Alain Badiou’s work is both needlessly obscure and rather appalling. But the gist is that he argues for an ethics and politics of what he calls “the Event,” which is a kind of rupture in the normal run of things. The paradigmatic instance of an Event, in his view, is falling in love. He has in mind the kind of “lightning strike” some people may experience, which completely transforms their sense of who they are and how their life is to be lived. (This is not so secretly modeled on a version of Christianity, wherein the convert is happy to sacrifice all earthly satisfactions (which the stroke of faith suddenly reveals as false or inadequate—so is it really a sacrifice?) in favor of the Ultimate Satisfaction found in unconditional identification with a transcendental reality.) Crucially, for Badiou, one only becomes a genuine human being (or “subject”) by way of such an Event. Once in love, one “keeps the faith” by allowing oneself to remain possessed by its alien(ating) force.

The same sort of thing is allegedly possible in science (e.g., Copernicus or Galileo) and art (e.g., Picasso). A scientific paradigm shift or a radical aesthetic innovation retroactively reorganizes the basic coordinates of the entire domain, transforming the very meaning and purpose of the activity.

Politically, Badiou has the unmitigated gall to identify the Event with revolution, and especially the communist variety. Among other things, this means that there is no politics outside of such Events; what we do the rest of the time is just ideological conformity. Most importantly, it means that the Event “is a “possibility in the name of which you act,” or “an elevation to a different order” that we experience as upheaval, disruption and disorientation. It is literally impossible to anticipate where the Event may lead us, and this is what demands our fidelity to its Truth.

For some inexplicable reason, Badiou just assumes that the unconditional freedom introduced by revolution is a good in itself, no matter the outcome. Mao is as good as Gandhi. And in fact, Badiou is highly complimentary of Mao in particular.

The parallel to Trumpism is not hard to see. Perhaps the clearest and most important sign that Trump is an Event in Badiou’s sense is the obsessively expressed puzzlement concerning the stark contrast between what conservative voters and politicians long claimed to believe before Trump’s campaign and their unyielding support for him in the wake of his election. Enormous quantities of digital ink and airtime have been spent on versions of this question: Has Trump revealed what the conservative movement and/or the Republican party have always been, or does he represent a new direction for them?

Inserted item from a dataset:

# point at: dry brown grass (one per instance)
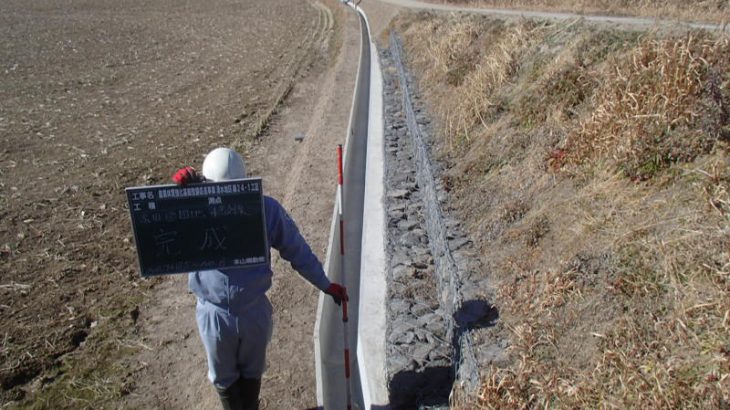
(612, 279)
(717, 11)
(659, 104)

The question is badly put but, from Badiou’s perspective, inevitably so. Understood as an Event, Trumpism is both new and revelatory; it consists precisely in abolishing the distinction between its historical precedents and its ongoing manifestation. As an Event, it retroactively transforms the historical development leading up to it. And through this Event, the right appears in a wholly new light, discontinuous with itself yet somehow always destined to arrive at Trump.

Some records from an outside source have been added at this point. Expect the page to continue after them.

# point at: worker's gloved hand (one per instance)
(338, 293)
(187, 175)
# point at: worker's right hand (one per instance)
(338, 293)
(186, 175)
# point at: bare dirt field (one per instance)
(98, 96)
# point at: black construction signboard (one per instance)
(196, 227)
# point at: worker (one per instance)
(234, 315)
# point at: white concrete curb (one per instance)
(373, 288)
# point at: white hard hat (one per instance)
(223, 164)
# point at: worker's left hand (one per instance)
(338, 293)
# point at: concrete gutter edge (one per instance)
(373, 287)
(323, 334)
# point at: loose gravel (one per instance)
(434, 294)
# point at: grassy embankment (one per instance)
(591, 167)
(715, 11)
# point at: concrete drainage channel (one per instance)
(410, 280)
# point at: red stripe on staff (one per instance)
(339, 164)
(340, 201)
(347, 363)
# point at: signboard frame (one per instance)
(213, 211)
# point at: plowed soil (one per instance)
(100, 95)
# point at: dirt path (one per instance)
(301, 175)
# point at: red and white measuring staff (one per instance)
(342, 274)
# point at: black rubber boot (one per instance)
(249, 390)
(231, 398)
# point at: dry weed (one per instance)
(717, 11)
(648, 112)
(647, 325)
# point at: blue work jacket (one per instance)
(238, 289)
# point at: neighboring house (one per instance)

This is why Trump supporters are unconditionally committed to his Presidency. Their very subjectivity is predicated on its advent. It simply no longer relies on or responds to the erstwhile coordinates of the symbolic order. Every element of that order henceforth acquires a new meaning, from “democracy” to “Christianity.” So it is no longer a question of consistency with prior ideological commitments, or hypocrisy, or exposure of some deeper truth (e.g., white supremacy, patriarchy) concealed by those commitments. Instead, for his supporters it is literally true that “everything is different now,” on account of the Trump Event. They are new people, in much the way Paul ceased to be Saul of Tarsus upon the Event of his conversion.

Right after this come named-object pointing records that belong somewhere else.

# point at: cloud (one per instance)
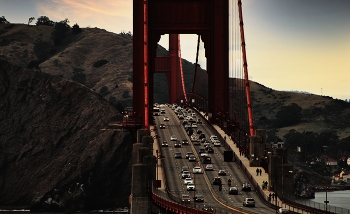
(112, 15)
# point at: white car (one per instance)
(190, 186)
(188, 180)
(185, 174)
(204, 154)
(173, 138)
(209, 167)
(197, 170)
(283, 210)
(217, 143)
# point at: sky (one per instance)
(292, 45)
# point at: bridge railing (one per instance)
(168, 201)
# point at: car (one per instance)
(206, 159)
(188, 180)
(188, 154)
(204, 154)
(209, 167)
(185, 174)
(173, 138)
(208, 208)
(206, 144)
(206, 147)
(184, 142)
(249, 202)
(210, 150)
(185, 198)
(190, 186)
(217, 181)
(188, 126)
(282, 210)
(194, 137)
(221, 172)
(184, 168)
(177, 144)
(200, 151)
(165, 144)
(246, 187)
(213, 138)
(192, 158)
(217, 143)
(178, 155)
(202, 136)
(199, 198)
(197, 170)
(233, 191)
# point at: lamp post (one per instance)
(158, 156)
(157, 169)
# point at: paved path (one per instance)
(252, 170)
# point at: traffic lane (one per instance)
(236, 175)
(178, 188)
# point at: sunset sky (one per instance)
(299, 45)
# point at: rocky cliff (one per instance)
(55, 153)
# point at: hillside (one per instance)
(56, 100)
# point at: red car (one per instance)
(222, 172)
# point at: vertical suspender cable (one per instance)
(196, 65)
(145, 64)
(181, 72)
(245, 66)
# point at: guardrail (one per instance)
(174, 204)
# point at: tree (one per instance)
(31, 19)
(3, 20)
(60, 31)
(288, 115)
(44, 20)
(76, 29)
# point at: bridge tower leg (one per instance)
(206, 18)
(143, 173)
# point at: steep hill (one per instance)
(55, 101)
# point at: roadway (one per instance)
(219, 200)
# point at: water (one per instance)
(339, 199)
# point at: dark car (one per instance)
(177, 144)
(199, 198)
(165, 144)
(233, 191)
(246, 187)
(283, 210)
(206, 159)
(178, 155)
(221, 172)
(192, 158)
(210, 150)
(208, 208)
(188, 154)
(201, 151)
(184, 142)
(217, 181)
(249, 202)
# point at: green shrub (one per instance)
(100, 63)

All of which reveals a disturbing dimension of Badiou’s politics. Not only is it incapable of discriminating between emancipatory/egalitarian and oppressive/tyrannical events, but it seems rather powerfully to side with the latter. One need not think too hard to discern the ideological valence of Christian conversion; after all, the promise of infinite heavenly reward was used for centuries to legitimate brutal earthly sacrifice.

But the issue is not whether Badiou’s theory is coherent or correct. After all, it could be that the only durable, just and satisfying form of political association requires a Hobbesian Leviathan or its functional equivalent. What troubles me is that to accept Badiou’s theory is to conclude that disasters like Trumpism must be granted the same dignity as the founding of a democratic or communist society. Which is to say that if Badiou is in fact right, I’d rather be wrong.